Search code examples
sqlgoogle-bigqueryjinja2dbt

DBT - Use dynamic array for Pivot


I would like to use DBT to pivot a column in my BigQuery table.

Since I have more than 100 values, I want my pivoted column to be dynamic, I would like something like that:

select *
    from (  select ceiu.value, ceiu.user_id, ce.name as name
            from company_entity_item_user ceiu
            left join company_entity ce on ce.id = ceiu.company_entity_id)
    PIVOT(STRING_AGG(value) FOR name IN (select distinct name from company_entity))

The problem here is I can't use a SELECT statement inside IN. I know I can use Jinja templates with DBT, it could look like this:

...
    PIVOT(STRING_AGG(value) FOR name IN ('{{unique_company_entities}}'))
...

But I have no idea how to use a SELECT statement to create such variable. Also, since I am using BigQuery, I tried using DECLARE and SET but I don't know how to use them in DBT, if it is even possible.

Thank for your help


Solution

  • Elevating the comment by @aleix-cc to an answer, because that is the best way to do this in dbt.

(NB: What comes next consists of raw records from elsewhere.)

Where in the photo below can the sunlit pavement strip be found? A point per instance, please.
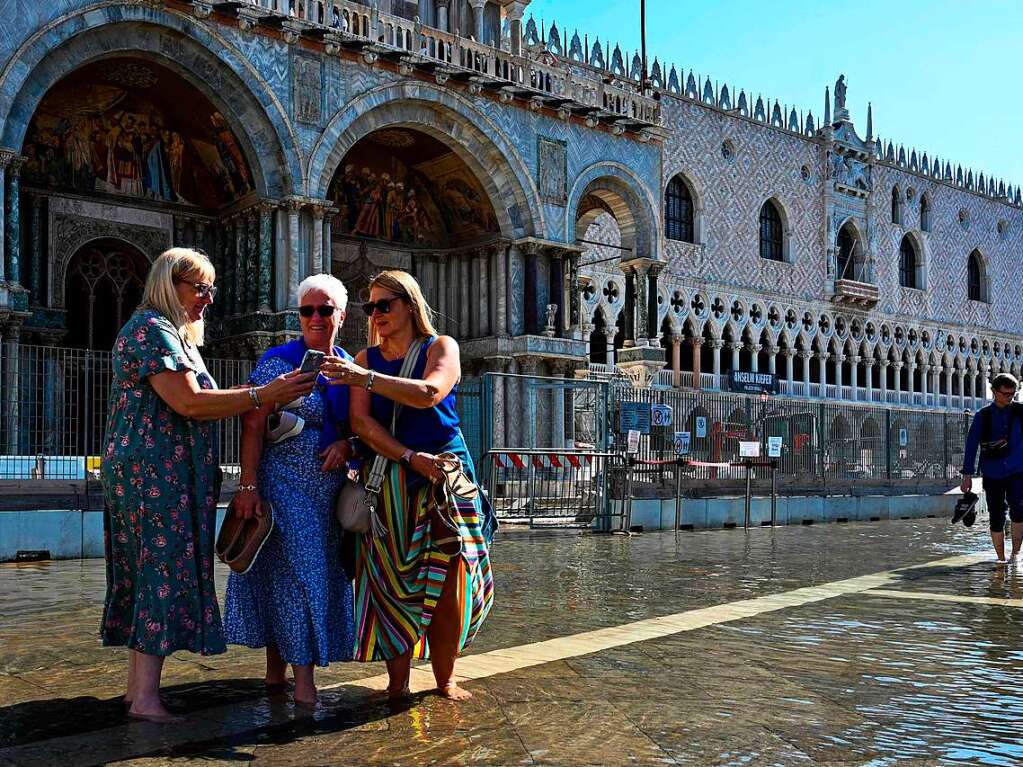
(931, 596)
(133, 739)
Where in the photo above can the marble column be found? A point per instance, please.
(499, 403)
(806, 356)
(452, 296)
(557, 290)
(499, 300)
(478, 7)
(265, 256)
(443, 324)
(697, 361)
(515, 290)
(316, 262)
(465, 295)
(252, 259)
(716, 345)
(486, 297)
(12, 223)
(676, 361)
(442, 15)
(475, 295)
(530, 292)
(240, 262)
(736, 348)
(11, 387)
(5, 158)
(558, 409)
(293, 208)
(36, 260)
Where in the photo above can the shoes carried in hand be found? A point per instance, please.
(966, 509)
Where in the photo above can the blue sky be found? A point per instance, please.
(944, 77)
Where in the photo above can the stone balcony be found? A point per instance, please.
(538, 78)
(855, 294)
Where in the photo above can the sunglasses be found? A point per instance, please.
(383, 306)
(202, 288)
(322, 310)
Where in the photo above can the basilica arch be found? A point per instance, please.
(452, 121)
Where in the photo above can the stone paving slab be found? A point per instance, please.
(704, 648)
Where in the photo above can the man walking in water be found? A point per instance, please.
(997, 432)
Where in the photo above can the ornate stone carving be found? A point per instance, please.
(307, 90)
(70, 233)
(552, 170)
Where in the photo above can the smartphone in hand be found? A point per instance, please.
(312, 361)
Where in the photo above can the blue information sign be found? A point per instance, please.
(635, 416)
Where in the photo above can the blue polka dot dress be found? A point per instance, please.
(297, 596)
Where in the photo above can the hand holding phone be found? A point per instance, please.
(312, 361)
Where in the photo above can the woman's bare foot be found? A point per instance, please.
(453, 692)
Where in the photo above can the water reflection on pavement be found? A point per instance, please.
(924, 669)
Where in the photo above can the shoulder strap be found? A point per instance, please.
(375, 480)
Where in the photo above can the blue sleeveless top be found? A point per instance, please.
(428, 431)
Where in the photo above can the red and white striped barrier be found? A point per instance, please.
(542, 460)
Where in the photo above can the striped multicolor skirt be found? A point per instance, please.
(399, 577)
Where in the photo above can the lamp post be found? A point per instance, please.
(642, 45)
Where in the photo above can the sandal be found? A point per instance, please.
(455, 479)
(449, 544)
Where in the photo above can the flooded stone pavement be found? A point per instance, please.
(885, 643)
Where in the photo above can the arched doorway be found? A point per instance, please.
(104, 285)
(125, 149)
(405, 199)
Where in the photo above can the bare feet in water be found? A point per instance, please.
(453, 692)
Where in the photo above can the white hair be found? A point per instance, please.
(327, 283)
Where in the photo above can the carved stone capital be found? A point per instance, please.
(202, 8)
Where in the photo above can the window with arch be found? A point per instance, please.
(976, 278)
(679, 215)
(908, 264)
(925, 213)
(896, 206)
(771, 233)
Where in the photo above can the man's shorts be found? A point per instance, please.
(1001, 493)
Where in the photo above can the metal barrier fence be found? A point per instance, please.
(552, 488)
(54, 407)
(823, 442)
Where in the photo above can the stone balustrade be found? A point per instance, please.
(542, 78)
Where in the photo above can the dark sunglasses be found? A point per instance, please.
(202, 288)
(322, 310)
(383, 306)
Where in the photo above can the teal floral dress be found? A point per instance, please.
(161, 483)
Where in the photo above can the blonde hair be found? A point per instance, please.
(404, 284)
(160, 295)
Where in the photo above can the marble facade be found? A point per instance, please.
(574, 158)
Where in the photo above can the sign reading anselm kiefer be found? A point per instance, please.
(748, 382)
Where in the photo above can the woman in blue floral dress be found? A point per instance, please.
(296, 600)
(161, 478)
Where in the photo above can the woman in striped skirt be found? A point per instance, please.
(424, 587)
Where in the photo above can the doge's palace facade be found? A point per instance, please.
(563, 219)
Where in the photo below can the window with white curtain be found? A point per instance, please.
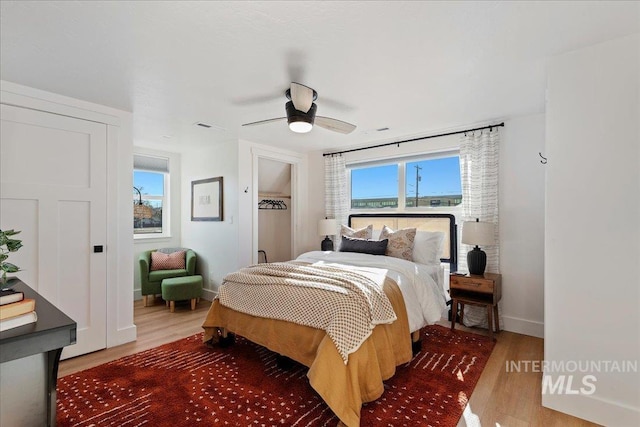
(150, 196)
(429, 182)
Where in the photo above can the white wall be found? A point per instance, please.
(521, 204)
(175, 212)
(521, 210)
(215, 242)
(119, 245)
(592, 249)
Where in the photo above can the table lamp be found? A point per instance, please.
(327, 227)
(477, 233)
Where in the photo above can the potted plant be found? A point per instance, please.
(7, 244)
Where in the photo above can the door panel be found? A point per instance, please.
(53, 188)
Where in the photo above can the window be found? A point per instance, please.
(150, 196)
(433, 182)
(374, 187)
(423, 183)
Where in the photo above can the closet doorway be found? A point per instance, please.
(274, 210)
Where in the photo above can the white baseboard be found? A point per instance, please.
(209, 294)
(594, 409)
(523, 326)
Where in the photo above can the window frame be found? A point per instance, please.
(402, 195)
(165, 198)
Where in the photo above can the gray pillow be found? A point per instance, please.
(171, 250)
(364, 246)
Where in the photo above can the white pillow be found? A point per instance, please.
(427, 247)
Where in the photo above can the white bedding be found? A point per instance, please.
(420, 284)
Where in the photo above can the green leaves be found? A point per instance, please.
(7, 267)
(7, 244)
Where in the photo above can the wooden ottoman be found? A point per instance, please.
(182, 288)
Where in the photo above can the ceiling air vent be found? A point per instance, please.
(209, 126)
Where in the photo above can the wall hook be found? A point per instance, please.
(544, 159)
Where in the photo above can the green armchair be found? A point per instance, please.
(150, 281)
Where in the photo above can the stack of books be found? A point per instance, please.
(15, 309)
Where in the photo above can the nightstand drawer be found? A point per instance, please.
(475, 284)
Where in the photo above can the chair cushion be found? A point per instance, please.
(158, 275)
(172, 261)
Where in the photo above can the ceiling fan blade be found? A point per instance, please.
(301, 96)
(334, 124)
(262, 122)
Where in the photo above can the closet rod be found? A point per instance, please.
(414, 139)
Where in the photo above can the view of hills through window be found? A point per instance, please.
(151, 187)
(428, 183)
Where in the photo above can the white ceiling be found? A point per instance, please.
(415, 67)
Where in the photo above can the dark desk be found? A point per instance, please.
(33, 348)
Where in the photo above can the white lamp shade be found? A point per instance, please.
(327, 227)
(478, 233)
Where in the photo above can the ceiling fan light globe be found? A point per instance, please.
(300, 127)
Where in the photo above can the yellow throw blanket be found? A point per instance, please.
(343, 387)
(347, 305)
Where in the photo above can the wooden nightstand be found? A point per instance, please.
(485, 290)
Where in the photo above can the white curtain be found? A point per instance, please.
(336, 199)
(479, 152)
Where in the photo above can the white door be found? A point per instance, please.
(53, 188)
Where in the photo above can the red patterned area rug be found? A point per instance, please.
(186, 383)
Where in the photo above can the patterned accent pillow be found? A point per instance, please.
(172, 261)
(363, 233)
(400, 242)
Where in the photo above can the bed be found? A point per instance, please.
(344, 377)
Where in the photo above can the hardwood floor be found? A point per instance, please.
(500, 398)
(156, 326)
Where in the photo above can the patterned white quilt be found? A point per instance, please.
(346, 304)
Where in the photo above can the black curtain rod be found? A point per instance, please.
(414, 139)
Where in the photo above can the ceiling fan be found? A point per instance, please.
(301, 112)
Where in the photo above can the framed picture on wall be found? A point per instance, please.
(206, 199)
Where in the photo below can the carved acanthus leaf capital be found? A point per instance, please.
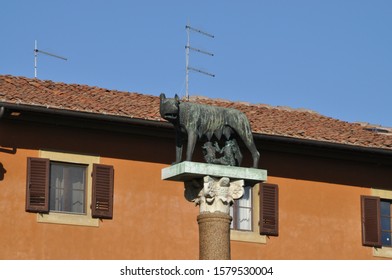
(214, 194)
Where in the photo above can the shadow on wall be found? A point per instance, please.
(2, 172)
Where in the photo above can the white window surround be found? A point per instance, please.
(254, 235)
(66, 218)
(384, 252)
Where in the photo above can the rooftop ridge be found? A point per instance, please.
(264, 119)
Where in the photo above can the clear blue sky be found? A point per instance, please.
(331, 56)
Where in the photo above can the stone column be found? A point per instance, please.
(213, 188)
(214, 197)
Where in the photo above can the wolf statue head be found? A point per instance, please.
(169, 108)
(211, 123)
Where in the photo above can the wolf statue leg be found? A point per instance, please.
(179, 144)
(192, 138)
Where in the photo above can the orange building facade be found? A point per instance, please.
(321, 183)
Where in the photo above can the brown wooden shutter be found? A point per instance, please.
(371, 222)
(102, 202)
(37, 189)
(269, 209)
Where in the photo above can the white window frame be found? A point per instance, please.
(68, 218)
(254, 235)
(383, 252)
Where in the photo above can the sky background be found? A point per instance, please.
(333, 56)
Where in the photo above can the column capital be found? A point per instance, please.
(214, 194)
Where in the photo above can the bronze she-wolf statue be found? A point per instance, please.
(199, 121)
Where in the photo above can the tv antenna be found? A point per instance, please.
(36, 51)
(188, 48)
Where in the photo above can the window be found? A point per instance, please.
(67, 188)
(386, 218)
(61, 190)
(376, 222)
(242, 211)
(255, 215)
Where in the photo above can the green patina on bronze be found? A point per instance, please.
(199, 121)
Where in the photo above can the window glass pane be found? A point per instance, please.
(246, 200)
(386, 238)
(385, 223)
(244, 211)
(244, 219)
(67, 187)
(385, 208)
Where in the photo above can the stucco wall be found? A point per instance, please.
(319, 213)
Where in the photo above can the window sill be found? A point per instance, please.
(247, 236)
(67, 219)
(384, 252)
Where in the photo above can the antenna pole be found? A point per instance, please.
(36, 51)
(188, 48)
(35, 58)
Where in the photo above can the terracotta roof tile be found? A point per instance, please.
(264, 119)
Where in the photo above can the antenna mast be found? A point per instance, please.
(188, 48)
(36, 51)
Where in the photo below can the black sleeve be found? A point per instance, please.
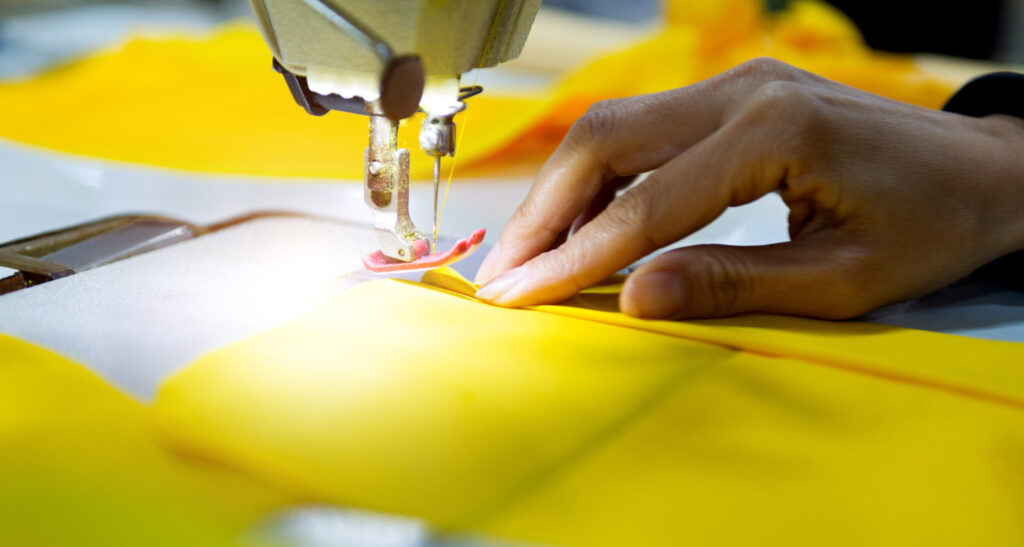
(994, 93)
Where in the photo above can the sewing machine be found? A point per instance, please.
(389, 60)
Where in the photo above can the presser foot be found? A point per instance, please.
(380, 263)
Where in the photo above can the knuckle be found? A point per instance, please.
(724, 282)
(603, 104)
(632, 213)
(764, 70)
(849, 292)
(595, 125)
(778, 96)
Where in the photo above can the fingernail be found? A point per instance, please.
(488, 263)
(654, 295)
(502, 289)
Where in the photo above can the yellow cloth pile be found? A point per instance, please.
(213, 103)
(566, 425)
(576, 425)
(79, 466)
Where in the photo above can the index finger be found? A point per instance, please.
(734, 165)
(624, 138)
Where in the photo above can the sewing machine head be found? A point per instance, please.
(388, 60)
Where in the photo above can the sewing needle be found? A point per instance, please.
(437, 179)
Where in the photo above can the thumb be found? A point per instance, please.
(710, 281)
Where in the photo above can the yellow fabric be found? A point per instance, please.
(79, 466)
(574, 425)
(212, 102)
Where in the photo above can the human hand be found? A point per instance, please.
(887, 201)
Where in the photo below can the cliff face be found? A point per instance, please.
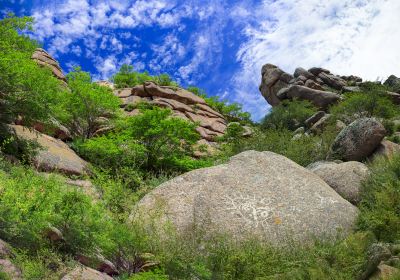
(318, 85)
(184, 104)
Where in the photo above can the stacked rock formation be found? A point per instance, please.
(184, 104)
(317, 85)
(45, 59)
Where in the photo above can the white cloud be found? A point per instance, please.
(346, 36)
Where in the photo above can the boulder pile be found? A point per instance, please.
(184, 104)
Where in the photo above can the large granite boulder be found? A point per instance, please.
(86, 273)
(273, 80)
(184, 104)
(358, 140)
(53, 154)
(321, 99)
(345, 178)
(45, 59)
(255, 194)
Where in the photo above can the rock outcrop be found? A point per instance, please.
(345, 178)
(83, 272)
(45, 59)
(183, 104)
(358, 140)
(54, 155)
(316, 85)
(260, 194)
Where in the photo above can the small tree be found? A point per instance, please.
(26, 89)
(87, 103)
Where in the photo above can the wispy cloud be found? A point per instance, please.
(345, 36)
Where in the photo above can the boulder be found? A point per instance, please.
(183, 104)
(313, 85)
(255, 194)
(273, 79)
(387, 149)
(319, 126)
(304, 73)
(393, 82)
(10, 269)
(321, 99)
(54, 155)
(317, 70)
(86, 273)
(358, 140)
(345, 178)
(332, 80)
(314, 118)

    To get data from your database into the jinja context, you can use dbt's built-in run_query macro. Or if you don't mind using the dbt-utils package, you can use the get_column_values macro from that package, which will return a list of the distinct values in that column (it also guards the call to run_query with an {% if execute %} statement, which is critical to preventing dbt compilation errors).

    Assuming company_entity is already a dbt model, your model becomes:

    {% set company_list = dbt_utils.get_column_values(table=ref('company_entity'), column='name') %}
    # company_list is a jinja list of strings. We need a comma-separated
    # list of single-quoted string literals
    {% set company_csv = "'" ~ company_list | join("', '") ~ "'" %}
    
    select *
        from (  select ceiu.value, ceiu.user_id, ce.name as name
                from company_entity_item_user ceiu
                left join company_entity ce on ce.id = ceiu.company_entity_id)
        PIVOT(STRING_AGG(value) FOR name IN ({{ company_csv }})